Ebenso ist ganz entscheidend, dass zwischen den einzelnen Einstichen einige Zentimeter Platz gelassen wird um sogenannte "Verhärtungen" zu minimieren. Diese Verdickungen des Fettgewebes können durch häufige Injektionen am gleichen Ort entstehen, da Insulin ein Wachstumshormon ist und dort ein übermäßiges Fettgewebswachstum bewirken kann. Werden stumpfe Nadeln verwendet und das Gewebe dadurch verletzt, können Wachstumshormone freigesetzt werden, die ebenfalls diese Veränderungen machen
Eine Desinfektion ist nicht erforderlich, da sich nach dem Spritzen der Einstichkanal schnell schließt und Insulin mit bakterienabtötenden Konservierungsmitteln versehen ist.

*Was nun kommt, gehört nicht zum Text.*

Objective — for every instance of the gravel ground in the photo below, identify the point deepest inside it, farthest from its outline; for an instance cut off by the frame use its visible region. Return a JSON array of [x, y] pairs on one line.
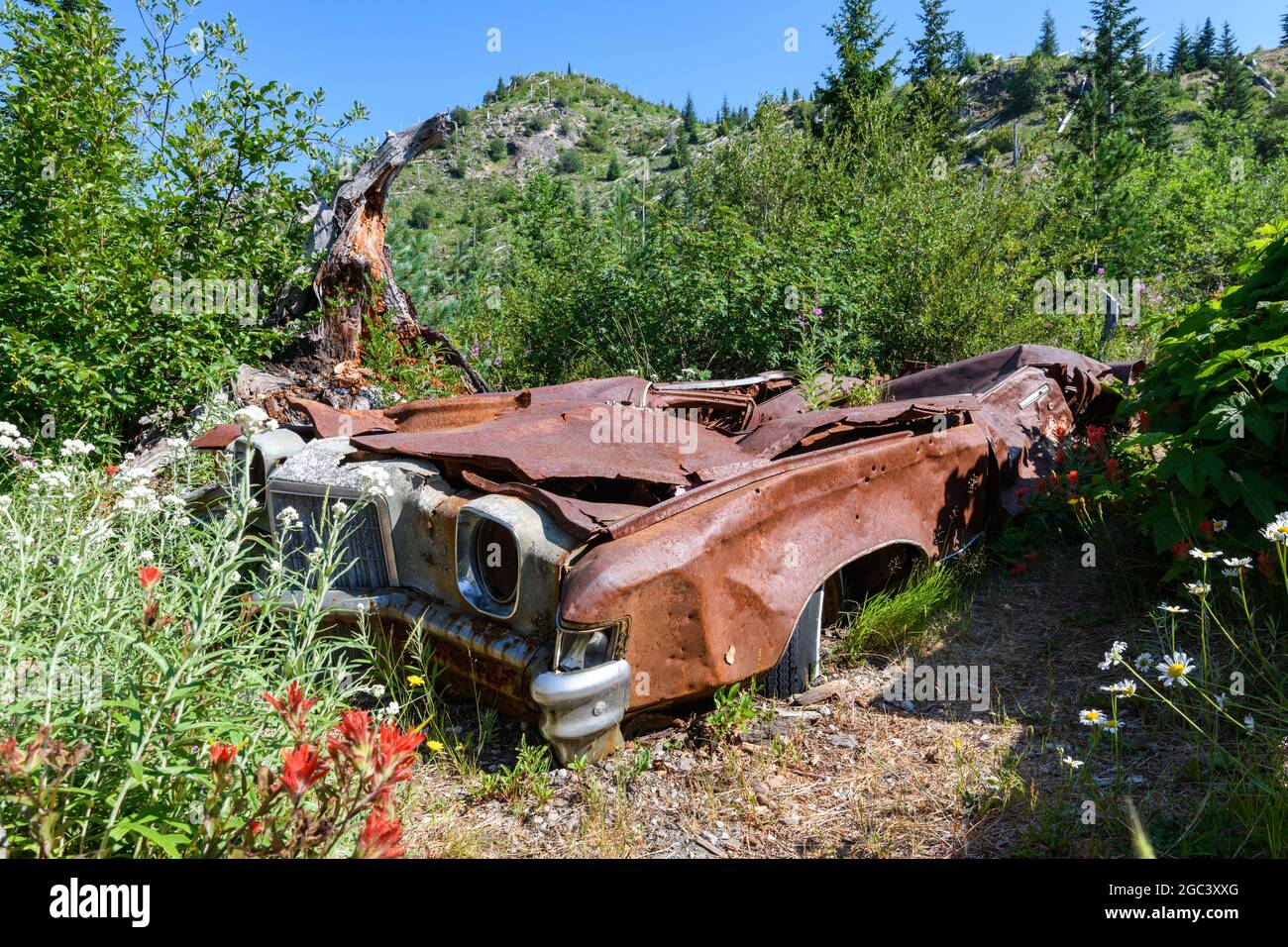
[[841, 771]]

An der gewählten Stelle hebt man das Fettgewebe mit Daumen und Zeigefinger ab, damit die Nadel nur in das Fettgewebe gelangt und besonders bei schlanken Menschen der Muskel nicht verletzt wird. Der Einstich kann nun gerade oder schräg erfolgen, Empfehlungen mit Einstechwinkeln (30° oder 45°) sind nicht praxisnah. Das Bilden einer Hautfalte am Oberarm ist etwas komplizierter, da die zweite Hand als Hilfe ausfällt, man kann sich aber helfen, indem die Rückseite des Oberarms z.B. auf eine Stuhllehne gelegt wird und dann leicht nach vorne gezogen wird.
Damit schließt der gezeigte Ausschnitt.